>Q: I have been seeing a woman for three years. We get along great, but we have had some bad times. During her 16-year marriage, she had a "sex buddy" for 10 of the 16 years, she had an affair with a neighbor and she had an affair with me. She has called me other men's names during sex, and she used to flirt with other men in front of me but has stopped that.
She told my friends that the best sex she had was on a boat. Unfortunately, I don't have a boat. She kissed my friend in a bar in front of me, and she invited me to a work party, ignored me and spent all of her time talking to the guy she had the 10-year affair with. Those are just some of the issues.
She tells me she loves me more than she has ever loved anyone and wants only me. Am I an idiot to stay with her?
– K.P., Cheektowaga
A: Intellectually, of course, the answer is yes, but emotionally, you keep saying no. My guess is that because you have asked this question, you already know the answer. I'm here to reiterate that you probably believe that your love will change her, or that she's been misunderstood in the past, and if you try a little harder, you can finally win her forever.
I'm sorry, but she has a severe character defect. She keeps you hooked by saying sweet things to you – that's what narcissists do. There's nothing you or anyone else can do for her. In fact, if you really love her, the best thing you can do is walk away so she can feel the pain and finally go for the counseling she needs.
It is wonderful when a victim of a narcissist/serial cheater finally breaks free. Over time, your anxiety and stress diminish. The fear and mistrust disappear. Your creativity and strength and happiness return. You will smile more, and your steps will be more lively and confident.
>Q: I have been engaged to the man I love for a year. The problem is, he doesn't please me in bed, and I don't know what to do.
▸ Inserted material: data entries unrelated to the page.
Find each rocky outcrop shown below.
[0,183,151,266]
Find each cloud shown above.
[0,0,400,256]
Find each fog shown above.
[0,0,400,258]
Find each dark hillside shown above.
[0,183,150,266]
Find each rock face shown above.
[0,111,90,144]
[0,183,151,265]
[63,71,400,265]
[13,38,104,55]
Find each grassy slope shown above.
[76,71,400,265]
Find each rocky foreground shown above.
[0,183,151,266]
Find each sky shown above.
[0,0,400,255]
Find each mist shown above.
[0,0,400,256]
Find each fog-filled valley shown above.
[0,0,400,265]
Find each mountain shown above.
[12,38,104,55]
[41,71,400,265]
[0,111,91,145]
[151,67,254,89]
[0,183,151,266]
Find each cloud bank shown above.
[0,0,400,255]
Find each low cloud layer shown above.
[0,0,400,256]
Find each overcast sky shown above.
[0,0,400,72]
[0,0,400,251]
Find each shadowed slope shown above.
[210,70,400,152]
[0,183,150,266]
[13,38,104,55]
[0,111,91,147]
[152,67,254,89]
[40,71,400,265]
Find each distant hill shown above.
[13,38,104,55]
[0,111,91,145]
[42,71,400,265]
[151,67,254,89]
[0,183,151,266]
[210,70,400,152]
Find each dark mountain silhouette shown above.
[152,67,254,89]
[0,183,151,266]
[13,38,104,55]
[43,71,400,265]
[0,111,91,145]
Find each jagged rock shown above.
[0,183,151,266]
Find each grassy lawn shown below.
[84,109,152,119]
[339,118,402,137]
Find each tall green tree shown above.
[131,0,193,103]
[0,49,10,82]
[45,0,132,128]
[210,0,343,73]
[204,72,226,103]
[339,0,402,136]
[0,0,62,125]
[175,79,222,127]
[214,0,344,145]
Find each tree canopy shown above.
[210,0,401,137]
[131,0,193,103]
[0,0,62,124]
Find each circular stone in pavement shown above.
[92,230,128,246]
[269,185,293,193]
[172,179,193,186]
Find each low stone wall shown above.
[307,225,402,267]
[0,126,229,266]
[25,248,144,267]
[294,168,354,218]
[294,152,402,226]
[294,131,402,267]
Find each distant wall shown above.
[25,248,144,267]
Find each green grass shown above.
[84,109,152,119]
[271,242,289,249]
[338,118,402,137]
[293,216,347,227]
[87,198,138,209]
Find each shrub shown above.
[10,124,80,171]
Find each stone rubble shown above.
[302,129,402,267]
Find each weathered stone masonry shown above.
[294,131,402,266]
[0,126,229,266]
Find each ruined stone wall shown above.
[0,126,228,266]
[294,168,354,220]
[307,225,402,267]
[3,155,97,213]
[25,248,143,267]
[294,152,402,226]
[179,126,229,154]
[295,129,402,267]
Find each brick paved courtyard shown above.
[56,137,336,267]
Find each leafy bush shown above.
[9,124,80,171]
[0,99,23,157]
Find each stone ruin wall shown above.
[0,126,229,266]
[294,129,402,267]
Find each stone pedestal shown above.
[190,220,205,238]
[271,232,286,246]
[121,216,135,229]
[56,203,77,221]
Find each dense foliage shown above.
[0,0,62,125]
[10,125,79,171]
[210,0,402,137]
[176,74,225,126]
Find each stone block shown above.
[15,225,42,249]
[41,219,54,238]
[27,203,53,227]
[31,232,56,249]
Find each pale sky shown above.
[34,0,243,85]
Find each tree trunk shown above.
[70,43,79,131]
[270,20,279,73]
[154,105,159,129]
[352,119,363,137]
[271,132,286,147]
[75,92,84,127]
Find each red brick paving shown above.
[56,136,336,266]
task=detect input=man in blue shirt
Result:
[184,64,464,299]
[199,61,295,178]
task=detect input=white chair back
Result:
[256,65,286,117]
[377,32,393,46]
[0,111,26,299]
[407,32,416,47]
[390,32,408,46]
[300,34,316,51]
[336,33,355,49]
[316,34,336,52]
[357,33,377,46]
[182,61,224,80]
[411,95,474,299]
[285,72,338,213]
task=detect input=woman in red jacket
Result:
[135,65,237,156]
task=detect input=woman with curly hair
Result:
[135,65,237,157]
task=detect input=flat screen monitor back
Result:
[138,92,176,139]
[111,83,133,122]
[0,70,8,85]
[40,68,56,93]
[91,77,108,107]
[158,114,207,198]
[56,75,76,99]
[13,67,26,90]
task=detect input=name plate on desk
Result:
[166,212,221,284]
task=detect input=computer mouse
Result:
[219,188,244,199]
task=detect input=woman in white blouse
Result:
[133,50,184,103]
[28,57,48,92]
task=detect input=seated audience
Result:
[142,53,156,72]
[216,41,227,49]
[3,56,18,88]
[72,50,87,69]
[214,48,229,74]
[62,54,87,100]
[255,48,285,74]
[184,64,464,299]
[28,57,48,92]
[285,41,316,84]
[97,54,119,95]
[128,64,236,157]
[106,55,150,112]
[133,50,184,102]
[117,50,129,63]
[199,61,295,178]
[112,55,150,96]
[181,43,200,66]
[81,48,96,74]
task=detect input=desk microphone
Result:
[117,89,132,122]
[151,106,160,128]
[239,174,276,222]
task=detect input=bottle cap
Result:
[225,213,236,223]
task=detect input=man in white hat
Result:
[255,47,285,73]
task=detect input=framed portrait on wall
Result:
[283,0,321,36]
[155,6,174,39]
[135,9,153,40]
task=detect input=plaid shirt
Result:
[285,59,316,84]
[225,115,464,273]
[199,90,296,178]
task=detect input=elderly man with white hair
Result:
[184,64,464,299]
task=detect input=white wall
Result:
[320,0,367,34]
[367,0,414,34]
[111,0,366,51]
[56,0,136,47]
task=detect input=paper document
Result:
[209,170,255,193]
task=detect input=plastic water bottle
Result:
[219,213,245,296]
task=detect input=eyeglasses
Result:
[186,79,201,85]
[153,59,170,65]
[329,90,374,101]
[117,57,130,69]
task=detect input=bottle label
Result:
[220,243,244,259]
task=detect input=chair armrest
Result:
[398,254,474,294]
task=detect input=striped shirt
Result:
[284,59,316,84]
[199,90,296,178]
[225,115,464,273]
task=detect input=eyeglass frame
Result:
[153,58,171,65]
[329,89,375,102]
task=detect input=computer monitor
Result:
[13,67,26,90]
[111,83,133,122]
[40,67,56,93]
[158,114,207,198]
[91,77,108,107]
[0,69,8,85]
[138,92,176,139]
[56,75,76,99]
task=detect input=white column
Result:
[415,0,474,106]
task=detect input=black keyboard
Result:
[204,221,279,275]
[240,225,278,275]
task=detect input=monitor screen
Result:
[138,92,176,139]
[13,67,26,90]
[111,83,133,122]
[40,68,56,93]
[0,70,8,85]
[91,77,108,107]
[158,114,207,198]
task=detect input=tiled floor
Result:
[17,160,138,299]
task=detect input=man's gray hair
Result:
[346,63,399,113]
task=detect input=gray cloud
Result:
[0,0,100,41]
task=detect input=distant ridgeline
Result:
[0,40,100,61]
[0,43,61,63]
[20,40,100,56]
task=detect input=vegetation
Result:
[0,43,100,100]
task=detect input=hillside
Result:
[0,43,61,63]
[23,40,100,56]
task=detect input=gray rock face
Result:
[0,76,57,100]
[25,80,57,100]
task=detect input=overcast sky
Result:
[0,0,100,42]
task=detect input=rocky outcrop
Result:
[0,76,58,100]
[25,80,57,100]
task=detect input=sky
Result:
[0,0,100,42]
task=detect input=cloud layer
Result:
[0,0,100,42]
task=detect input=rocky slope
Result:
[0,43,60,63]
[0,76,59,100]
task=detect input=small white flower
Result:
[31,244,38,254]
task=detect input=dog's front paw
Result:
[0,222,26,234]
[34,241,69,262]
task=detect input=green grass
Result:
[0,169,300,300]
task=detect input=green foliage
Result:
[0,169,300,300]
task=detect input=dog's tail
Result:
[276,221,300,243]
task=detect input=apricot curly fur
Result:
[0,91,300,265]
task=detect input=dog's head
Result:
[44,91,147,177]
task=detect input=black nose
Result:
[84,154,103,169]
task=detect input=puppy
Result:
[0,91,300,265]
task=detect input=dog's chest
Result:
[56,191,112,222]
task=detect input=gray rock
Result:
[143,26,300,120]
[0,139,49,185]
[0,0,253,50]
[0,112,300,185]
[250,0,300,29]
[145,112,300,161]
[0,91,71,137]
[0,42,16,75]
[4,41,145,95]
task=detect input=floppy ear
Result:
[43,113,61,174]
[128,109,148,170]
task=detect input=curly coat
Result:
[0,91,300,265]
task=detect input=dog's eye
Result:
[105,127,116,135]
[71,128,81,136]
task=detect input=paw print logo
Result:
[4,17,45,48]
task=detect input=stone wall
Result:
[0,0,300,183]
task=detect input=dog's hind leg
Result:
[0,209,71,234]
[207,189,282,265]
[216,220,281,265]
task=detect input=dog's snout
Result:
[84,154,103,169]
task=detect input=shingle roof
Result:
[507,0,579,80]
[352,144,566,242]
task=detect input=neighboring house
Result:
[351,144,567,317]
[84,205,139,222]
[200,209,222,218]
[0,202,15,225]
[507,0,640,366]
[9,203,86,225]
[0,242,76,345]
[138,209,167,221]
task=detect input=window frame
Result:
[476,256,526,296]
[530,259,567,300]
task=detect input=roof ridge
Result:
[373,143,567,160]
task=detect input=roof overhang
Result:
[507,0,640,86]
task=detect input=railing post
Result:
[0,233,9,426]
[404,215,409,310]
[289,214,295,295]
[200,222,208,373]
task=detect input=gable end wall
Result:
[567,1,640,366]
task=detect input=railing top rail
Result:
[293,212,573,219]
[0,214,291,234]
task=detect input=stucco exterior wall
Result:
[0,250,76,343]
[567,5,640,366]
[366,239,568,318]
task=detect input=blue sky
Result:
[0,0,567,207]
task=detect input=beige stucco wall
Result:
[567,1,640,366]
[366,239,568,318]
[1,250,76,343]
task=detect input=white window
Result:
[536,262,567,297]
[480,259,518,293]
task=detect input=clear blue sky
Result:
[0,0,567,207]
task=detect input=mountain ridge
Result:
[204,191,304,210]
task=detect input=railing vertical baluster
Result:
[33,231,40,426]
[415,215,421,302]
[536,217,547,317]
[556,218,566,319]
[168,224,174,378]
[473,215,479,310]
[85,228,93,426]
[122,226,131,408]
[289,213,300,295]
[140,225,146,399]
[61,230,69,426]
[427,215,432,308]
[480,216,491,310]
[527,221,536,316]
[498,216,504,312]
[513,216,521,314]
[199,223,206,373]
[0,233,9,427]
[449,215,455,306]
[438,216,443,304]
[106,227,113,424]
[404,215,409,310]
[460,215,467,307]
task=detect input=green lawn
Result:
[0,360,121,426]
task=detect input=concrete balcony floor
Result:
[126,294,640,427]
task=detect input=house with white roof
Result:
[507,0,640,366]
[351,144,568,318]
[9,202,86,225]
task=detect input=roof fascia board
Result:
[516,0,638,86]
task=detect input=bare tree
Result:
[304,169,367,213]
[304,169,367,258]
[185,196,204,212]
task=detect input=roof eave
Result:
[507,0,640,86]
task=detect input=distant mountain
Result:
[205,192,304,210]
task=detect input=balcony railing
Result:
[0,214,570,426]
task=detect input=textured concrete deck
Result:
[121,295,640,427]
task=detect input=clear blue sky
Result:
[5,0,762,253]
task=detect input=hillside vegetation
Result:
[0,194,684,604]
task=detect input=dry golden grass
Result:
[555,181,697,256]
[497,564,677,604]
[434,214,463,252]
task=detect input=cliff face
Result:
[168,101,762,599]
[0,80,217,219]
He has every other quality that I look for in a man, and I love him like I've never loved anyone in my life. I have had other boyfriends, but he is the first one I ever considered marrying. I thought that over time he would get to know me sexually and the experience would improve, but it hasn't. I have tried to explain to him that I need him to remember what I like, but every time I do it he feels criticized and ridiculed. When I say it more casually, he simply ignores it. What can I do?
– R.O., Amherst
A: Don't marry him until you two can generate a satisfying sex life together. If you can't get to the point where he sexually satisfies you, you'll have to admit that, sadly, you two aren't meant to be.
There isn't anything that has a greater impact on a man's ego than his ability to please his partner, so tread carefully. The key is in how you deliver the message.
Instead of statements that he will take as criticism ("Not that," "You're doing it wrong"), state your feedback as "I love it when you..." and insert whatever it is you want him to do. This comes across as "You did that well – please do it again!"
I would recommend seeing a couple's counselor anyway.